If anyone has time, they could compare execution in RStudio and a bare R console.
Also the issue has happened for some of the trainees but not all. Not sure whether it's all from Mac machines (mine and Vasilis were Mac).

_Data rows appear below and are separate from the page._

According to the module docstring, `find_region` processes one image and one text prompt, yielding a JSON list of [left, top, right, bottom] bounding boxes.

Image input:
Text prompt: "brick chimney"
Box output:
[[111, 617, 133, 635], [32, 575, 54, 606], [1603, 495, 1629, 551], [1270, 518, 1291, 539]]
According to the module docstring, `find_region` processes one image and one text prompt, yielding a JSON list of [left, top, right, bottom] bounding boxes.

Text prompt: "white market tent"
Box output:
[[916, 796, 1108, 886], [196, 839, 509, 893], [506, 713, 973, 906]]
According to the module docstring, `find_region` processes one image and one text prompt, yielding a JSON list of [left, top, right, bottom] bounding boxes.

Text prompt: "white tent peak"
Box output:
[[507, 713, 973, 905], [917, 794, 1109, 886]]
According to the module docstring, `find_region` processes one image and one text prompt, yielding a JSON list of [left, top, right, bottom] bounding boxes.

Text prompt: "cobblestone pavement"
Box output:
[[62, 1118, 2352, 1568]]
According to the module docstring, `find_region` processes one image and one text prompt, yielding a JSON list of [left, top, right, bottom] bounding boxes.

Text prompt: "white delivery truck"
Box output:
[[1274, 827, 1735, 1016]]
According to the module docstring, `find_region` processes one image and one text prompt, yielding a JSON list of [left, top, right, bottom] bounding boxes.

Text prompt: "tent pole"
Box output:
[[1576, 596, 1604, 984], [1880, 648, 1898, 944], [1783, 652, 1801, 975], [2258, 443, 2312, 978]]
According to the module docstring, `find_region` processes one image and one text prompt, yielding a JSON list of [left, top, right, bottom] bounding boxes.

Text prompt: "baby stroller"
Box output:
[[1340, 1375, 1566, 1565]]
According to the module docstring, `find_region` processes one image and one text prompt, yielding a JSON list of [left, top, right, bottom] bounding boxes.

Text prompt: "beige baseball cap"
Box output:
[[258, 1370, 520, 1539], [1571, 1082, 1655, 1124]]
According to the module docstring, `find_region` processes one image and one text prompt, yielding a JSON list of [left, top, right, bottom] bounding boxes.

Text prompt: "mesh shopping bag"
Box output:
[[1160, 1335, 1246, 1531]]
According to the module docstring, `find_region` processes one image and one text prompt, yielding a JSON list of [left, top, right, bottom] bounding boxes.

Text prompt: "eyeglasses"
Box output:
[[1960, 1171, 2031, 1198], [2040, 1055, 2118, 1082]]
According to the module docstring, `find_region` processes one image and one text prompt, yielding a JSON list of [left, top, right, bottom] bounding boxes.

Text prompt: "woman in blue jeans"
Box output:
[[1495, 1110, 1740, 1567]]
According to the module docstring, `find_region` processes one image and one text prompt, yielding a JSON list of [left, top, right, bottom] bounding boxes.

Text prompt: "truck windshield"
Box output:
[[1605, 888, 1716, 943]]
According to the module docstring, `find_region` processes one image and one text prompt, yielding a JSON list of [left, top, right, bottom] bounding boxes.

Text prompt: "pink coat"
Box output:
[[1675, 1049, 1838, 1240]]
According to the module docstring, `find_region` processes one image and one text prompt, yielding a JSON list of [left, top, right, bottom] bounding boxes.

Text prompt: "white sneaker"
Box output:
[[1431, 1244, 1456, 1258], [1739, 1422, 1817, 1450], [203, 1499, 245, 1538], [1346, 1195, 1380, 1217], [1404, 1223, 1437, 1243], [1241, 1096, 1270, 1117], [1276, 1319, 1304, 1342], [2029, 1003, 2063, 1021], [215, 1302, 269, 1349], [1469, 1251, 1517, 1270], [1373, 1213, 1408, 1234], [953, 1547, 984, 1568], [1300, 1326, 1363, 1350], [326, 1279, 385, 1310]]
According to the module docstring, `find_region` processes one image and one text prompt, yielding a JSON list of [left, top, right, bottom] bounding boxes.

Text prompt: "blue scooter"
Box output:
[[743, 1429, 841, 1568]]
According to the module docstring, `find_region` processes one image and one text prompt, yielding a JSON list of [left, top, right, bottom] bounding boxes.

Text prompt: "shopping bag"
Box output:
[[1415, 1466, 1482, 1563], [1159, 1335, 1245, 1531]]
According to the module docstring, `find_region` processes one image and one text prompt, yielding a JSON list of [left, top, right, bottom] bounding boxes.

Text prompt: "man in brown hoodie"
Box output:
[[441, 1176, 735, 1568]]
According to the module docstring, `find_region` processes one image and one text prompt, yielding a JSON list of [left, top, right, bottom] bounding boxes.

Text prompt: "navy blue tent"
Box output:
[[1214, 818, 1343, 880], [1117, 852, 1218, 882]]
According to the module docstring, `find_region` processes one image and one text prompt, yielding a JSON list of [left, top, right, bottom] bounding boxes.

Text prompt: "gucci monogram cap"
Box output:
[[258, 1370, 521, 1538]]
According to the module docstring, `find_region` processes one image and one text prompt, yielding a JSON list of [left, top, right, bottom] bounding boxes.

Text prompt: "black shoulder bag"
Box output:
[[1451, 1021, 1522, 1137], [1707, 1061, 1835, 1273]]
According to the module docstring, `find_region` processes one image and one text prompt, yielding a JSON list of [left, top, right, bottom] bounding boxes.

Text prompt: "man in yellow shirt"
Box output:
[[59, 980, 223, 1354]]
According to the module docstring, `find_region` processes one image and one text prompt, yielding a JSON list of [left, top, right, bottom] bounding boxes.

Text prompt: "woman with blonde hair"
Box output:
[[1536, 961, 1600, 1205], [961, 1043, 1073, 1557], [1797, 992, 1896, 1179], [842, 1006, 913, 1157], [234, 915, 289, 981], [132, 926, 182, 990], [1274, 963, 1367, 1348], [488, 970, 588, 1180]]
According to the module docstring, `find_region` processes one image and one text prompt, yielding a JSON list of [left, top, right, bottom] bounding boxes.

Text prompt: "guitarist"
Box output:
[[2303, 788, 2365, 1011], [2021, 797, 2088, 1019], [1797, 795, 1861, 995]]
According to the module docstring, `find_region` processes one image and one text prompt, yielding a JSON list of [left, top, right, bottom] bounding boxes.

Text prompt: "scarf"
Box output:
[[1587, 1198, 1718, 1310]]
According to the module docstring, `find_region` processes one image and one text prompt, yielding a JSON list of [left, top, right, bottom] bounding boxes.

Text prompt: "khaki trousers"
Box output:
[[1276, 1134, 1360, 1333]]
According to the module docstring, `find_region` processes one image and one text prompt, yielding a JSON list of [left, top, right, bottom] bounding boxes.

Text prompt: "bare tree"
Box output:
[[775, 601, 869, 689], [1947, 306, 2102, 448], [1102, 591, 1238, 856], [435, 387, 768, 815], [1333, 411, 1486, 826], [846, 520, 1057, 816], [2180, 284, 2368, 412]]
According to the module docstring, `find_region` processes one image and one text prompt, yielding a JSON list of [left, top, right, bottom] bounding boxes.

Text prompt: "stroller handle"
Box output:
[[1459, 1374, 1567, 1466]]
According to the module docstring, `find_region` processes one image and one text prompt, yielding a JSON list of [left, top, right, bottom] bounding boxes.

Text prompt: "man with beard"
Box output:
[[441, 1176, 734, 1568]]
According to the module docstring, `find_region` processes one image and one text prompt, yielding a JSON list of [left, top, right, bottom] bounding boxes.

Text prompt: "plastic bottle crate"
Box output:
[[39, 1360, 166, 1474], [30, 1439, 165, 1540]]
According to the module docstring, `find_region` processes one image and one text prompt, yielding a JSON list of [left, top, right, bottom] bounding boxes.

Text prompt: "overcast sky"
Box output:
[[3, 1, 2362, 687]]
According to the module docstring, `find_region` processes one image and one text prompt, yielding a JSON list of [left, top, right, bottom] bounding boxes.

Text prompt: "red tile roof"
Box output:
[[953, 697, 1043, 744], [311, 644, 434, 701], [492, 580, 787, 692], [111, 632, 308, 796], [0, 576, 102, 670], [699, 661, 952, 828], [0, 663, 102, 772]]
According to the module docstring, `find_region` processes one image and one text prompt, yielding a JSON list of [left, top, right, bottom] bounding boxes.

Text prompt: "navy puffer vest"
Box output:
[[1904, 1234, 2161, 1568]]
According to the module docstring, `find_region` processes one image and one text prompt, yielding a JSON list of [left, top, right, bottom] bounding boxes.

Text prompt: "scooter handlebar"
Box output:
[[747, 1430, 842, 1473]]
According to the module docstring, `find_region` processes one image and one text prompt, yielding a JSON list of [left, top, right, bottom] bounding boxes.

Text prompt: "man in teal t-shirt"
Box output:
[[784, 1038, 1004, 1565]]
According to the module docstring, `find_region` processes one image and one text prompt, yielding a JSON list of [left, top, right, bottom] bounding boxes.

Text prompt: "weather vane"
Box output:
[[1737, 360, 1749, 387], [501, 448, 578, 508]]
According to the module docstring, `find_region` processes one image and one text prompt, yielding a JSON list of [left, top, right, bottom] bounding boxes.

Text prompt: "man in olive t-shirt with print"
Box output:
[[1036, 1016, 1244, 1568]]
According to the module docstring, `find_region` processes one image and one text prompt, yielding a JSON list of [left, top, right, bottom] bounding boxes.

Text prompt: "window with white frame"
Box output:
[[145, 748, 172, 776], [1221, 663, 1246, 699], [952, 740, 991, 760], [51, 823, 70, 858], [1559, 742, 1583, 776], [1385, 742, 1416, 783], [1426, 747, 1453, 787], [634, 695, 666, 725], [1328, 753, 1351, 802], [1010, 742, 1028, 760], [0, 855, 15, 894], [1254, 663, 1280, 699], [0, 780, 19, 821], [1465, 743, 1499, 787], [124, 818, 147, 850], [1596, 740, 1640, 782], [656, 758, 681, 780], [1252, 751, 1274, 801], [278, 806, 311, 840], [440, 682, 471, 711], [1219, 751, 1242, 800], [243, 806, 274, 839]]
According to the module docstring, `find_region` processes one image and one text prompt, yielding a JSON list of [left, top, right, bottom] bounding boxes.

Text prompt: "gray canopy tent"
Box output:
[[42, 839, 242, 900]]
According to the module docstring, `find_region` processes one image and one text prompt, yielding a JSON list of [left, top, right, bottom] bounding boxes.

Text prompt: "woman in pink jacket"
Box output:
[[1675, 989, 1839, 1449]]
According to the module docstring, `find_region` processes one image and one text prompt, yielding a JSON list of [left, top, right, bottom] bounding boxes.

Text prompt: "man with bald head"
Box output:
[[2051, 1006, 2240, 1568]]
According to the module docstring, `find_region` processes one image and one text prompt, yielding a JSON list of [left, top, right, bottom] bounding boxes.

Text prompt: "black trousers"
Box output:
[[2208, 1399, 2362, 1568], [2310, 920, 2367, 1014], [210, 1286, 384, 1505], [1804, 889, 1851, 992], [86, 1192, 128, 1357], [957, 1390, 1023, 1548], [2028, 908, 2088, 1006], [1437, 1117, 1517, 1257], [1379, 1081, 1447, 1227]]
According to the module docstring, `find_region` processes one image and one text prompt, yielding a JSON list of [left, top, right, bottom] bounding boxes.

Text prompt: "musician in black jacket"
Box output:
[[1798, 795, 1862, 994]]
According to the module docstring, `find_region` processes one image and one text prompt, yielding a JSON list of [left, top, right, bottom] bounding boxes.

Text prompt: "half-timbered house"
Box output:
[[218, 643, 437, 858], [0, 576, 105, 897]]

On my side, I've never had this issue in the past, using a bare R console or radian. It happened to me for the first time for this workshop, which was all on Rstudio.
I don't have a precise timing, but the machine would lag (without increasing RAM/CPU usage though) for a solid 2 minutes, then eventually successfully release the prompt.
Similar things have happened to us recently (in RStudio, not with this particular example data), and if I remember correctly it was solved by turning off the automatic code completion (Tools -> Global options -> Code -> Completion -> set Show code completions Manually).
FYI, happened again during Physalia scRNAseq workshop with @almeidasilvaf
We were using a rstudio-server instance running an AWS machine. @almeidasilvaf suggested that maybe this issue was related to rstudio-server specifically, since it did not ever happen when doing local analyses.